Besluit van 4 oktober 2012 tot aanpassing van de Ambtsinstructie voor de politie, de Koninklijke marechaussee en andere opsporingsambtenaren en het Besluit van 25 april 1994, houdende aanwijzing van de personen, bedoeld in artikel 6, tweede lid, van de Politiewet 1993, over wie de politietaak van de Koninklijke marechaussee zich mede uitstrekt (Stb. 353)

Wij Beatrix, bij de gratie Gods, Koningin der Nederlanden, Prinses van Oranje-Nassau, enz. enz. enz.

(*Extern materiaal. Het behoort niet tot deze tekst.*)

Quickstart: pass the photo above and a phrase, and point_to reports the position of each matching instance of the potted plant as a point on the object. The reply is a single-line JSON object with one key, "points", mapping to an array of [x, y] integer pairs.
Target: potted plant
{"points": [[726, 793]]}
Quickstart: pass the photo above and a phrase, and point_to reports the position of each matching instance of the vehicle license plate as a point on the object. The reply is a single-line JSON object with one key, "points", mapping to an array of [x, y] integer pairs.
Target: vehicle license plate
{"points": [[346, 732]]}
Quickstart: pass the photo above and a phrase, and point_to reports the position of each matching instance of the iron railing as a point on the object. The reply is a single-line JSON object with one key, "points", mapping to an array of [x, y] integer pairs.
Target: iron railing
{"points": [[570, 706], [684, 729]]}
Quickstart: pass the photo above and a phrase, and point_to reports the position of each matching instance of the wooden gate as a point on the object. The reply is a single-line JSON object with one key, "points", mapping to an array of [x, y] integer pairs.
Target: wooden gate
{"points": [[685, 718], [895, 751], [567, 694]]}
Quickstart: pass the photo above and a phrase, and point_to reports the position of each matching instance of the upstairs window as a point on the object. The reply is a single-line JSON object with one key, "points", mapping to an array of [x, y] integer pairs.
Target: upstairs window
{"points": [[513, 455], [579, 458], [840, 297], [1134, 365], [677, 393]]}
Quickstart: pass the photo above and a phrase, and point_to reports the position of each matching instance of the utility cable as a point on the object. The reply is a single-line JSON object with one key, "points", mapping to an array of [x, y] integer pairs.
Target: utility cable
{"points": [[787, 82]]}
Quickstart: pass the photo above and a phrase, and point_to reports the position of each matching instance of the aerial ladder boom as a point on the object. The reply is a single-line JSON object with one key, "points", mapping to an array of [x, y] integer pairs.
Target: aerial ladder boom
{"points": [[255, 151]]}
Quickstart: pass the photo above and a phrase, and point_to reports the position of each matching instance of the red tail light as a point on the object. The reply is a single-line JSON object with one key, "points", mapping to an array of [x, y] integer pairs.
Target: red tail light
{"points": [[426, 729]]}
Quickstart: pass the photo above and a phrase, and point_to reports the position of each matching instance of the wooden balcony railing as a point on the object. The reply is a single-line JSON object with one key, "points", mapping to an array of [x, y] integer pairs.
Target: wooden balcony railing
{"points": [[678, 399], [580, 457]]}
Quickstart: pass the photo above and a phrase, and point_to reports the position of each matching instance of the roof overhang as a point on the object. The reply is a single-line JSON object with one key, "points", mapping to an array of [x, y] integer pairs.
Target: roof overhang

Op de voordracht van Onze Minister van Veiligheid en Justitie van 19 september 2011, nr. 5710309/11/6, gedaan in overeenstemming met Onze Minister van Defensie;

Gelet op de artikelen 4, tweede lid, 7, zevende lid, en 9, eerste en vierde lid, van de Politiewet 2012;

De Afdeling advisering van de Raad van State gehoord (advies van 20 januari 2012, nr. W03.11.0383/II);

Gezien het nader rapport van Onze Minister van Veiligheid en Justitie van 28 september 2012, nr. 282140, uitgebracht mede namens Onze Minister van Defensie;

Hebben goedgevonden en verstaan:

ARTIKEL I

De Ambtsinstructie voor de politie, de Koninklijke marechaussee en andere opsporingsambtenaren wordt als volgt gewijzigd:

A

Artikel 1 wordt als volgt gewijzigd:

1. Het eerste lid, onder a, komt te luiden:

  • a. de ambtenaar van politie, bedoeld in artikel 2, onder a, c en d, van de Politiewet 2012;

2. In het eerste lid, onder b, wordt «de ambtenaar van politie, bedoeld in artikel 3, eerste lid, onder b, van de Politiewet 1993» telkens vervangen door «de ambtenaar van politie, bedoeld in artikel 2, onder b, van de Politiewet 2012» en wordt «de korpsbeheerder» vervangen door: de korpschef.

3. In het eerste lid, onder d, wordt «de politietaken, bedoeld in artikel 6, eerste lid, van de Politiewet 1993» vervangen door: de politietaken, bedoeld in artikel 4, eerste lid, van de Politiewet 2012.

4. Het eerste lid, onder e, komt te luiden:

  • e. de militair van de krijgsmacht, bedoeld in artikel 58, eerste lid, en artikel 59 van de Politiewet 2012.

5. In het derde lid, onder a, wordt «het gezag, bedoeld in de artikel 12, 13 en 15 van de Politiewet 1993» vervangen door: het gezag, bedoeld in de artikelen 11, 12 en 14 van de Politiewet 2012.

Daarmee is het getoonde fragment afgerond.